John,
So long as Latinos's claim is a fair bilingualism, I think the US mainstream should not feel threatened. After all, former POWs Ramirez and Gonzalez seemed to feel at home in English when interviewed by the medias. Perhaps a better comparison with Belgium would be Canada: think of Belgian Flemings as of French-speaking Quebecois. Both take a hard line with the other half of the country (ie Walloons in Belgium and English-speaking Canadians in Canada) and both feel threatened by the other's cultural imperialism. I think that a similar tension might develop in California when an affluent Hispanic bourgeoisie will feel discriminated in its ''legitimate'' claims to the full range of power... Yet, is the American social fabric vulnerable to such shortcomings?
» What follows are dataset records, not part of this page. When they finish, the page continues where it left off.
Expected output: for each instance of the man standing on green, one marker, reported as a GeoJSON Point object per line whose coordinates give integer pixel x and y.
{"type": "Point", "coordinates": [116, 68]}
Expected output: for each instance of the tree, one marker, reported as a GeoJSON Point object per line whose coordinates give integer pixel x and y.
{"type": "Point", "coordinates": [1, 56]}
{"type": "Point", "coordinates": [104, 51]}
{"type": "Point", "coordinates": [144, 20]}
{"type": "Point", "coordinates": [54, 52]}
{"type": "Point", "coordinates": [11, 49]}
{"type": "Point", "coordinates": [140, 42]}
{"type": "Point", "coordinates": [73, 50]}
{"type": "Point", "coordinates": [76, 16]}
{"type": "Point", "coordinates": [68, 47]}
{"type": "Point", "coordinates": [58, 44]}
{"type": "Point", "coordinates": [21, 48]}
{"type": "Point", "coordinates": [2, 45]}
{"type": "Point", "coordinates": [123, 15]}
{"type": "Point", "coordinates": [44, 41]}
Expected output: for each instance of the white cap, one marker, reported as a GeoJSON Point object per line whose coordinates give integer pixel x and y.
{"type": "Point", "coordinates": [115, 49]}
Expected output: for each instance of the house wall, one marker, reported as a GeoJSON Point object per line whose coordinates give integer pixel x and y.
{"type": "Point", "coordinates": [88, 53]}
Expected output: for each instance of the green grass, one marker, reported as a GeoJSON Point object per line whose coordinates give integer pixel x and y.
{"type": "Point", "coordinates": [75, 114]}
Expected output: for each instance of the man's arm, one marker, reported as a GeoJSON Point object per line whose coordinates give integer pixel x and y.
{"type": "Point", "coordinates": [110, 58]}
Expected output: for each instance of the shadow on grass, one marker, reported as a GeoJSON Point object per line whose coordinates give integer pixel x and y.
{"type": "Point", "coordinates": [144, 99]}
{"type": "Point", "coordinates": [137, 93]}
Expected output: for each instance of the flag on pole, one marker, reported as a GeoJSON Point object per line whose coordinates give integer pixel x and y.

I mean a corporate icon such as Coca-Cola Corp. has been run by a Cuban-American for a while and Hispanic people are no longer stereotyped as West Side Story's quarrelsome Puerto Ricans --or are they?
That's one big divide between the European citizenship and the American's: in Germany, it's a ''blood'' matter --that is, if your parents aren't German, you just don't qualify. In France, integration is easier although more stringent than in the US since the French have coined the very special concept of Republique. Such a concept calls for a would-be French citizen to jettison everything (religion, language, morals, clothes, etc.) that doesn't smoothly fit with France's valeurs republicaines (republican values). In short, a good immigrant is an immigrant that's doing his/her best to completely assimilate with the host society. All the other European countries have an integration protocol between the French's and the German's.
Maybe a strength of the US model is that minorities are allowed some latitude as far as their cultural legacies are concerned. But such a cultural leniency to minorities has always been felt as a threat to the national unity by the European bourgeoisie at large. Europe doesn't want ghettoes, whether they are cultural, ethnic, religious, or classist ones. Instead, our motto is One size, one color, one flavour, and one price fit all the citizens.